Lattice-dynamics and in-plane antiferromagnetism in MnxZn1_xPS3 across the entire composition range

Alloyed MnxZn1_xPS3 samples have been grown covering the whole compositional range and studied by means of Raman spectroscopy at temperatures covering from 4K up to 850K. Our results, supported by SQUID magnetic measurements, allowed, from one hand, to complete the magnetic phase diagram of MnxZn1_xPS3 and establish x>0.3 as the composition at which the alloy retains antiferromagnetism and, from the other hand, to identify the Raman signatures indicative of a magnetic transition. The origin of these Raman signatures is discussed in terms of spin-phonon coupling resulting in the appearance of low- and high-frequency zone-folded phonon modes.
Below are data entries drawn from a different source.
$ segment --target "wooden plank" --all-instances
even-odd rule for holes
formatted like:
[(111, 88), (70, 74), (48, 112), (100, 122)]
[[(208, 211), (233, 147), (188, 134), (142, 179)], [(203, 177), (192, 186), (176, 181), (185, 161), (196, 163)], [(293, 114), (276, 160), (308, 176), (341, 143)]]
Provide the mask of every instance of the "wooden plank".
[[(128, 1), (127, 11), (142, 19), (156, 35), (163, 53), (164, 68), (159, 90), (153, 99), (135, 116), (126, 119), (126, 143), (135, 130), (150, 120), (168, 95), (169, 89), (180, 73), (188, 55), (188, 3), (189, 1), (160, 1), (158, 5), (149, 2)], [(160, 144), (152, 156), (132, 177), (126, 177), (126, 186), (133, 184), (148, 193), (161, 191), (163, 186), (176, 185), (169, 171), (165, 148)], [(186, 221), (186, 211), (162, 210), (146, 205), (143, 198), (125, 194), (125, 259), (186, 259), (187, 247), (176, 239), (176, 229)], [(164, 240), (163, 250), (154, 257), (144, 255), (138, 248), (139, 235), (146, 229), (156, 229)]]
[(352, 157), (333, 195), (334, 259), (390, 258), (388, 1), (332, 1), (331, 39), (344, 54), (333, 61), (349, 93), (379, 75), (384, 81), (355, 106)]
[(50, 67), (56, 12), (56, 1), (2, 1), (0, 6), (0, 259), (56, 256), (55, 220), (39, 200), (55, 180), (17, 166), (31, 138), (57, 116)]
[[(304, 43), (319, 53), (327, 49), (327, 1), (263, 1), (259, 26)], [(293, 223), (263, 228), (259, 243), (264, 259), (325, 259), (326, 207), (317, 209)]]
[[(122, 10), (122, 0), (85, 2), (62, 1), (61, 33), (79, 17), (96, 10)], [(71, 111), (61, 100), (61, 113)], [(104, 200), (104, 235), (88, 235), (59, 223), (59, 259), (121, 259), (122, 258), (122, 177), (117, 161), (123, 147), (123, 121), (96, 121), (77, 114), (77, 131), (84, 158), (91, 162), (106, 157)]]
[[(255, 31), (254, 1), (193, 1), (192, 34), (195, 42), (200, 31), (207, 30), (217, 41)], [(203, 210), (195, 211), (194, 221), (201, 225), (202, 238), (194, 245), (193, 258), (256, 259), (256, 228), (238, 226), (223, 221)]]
For the alloy, an assignment of the 1st and 2nd order modes is provided with the aid of first-principle lattice-dynamical calculations. The compositional dependence of all phonon modes is described and the presence of zone-folded modes is shown to take place for both, the alloy and MnPS3. Finally, a comparison of the Raman spectra of ZnPS3 to other compounds of the transition-metal phosphorous trisulfide family allowed shows that low-frequency phonon peaks exhibit an abnormally large broadening. This is consistent with previous claims on the occurrence of a second-order Jahn-Teller effect that takes place for ZnPS3 and Zn-rich MnxZn1_xPS3.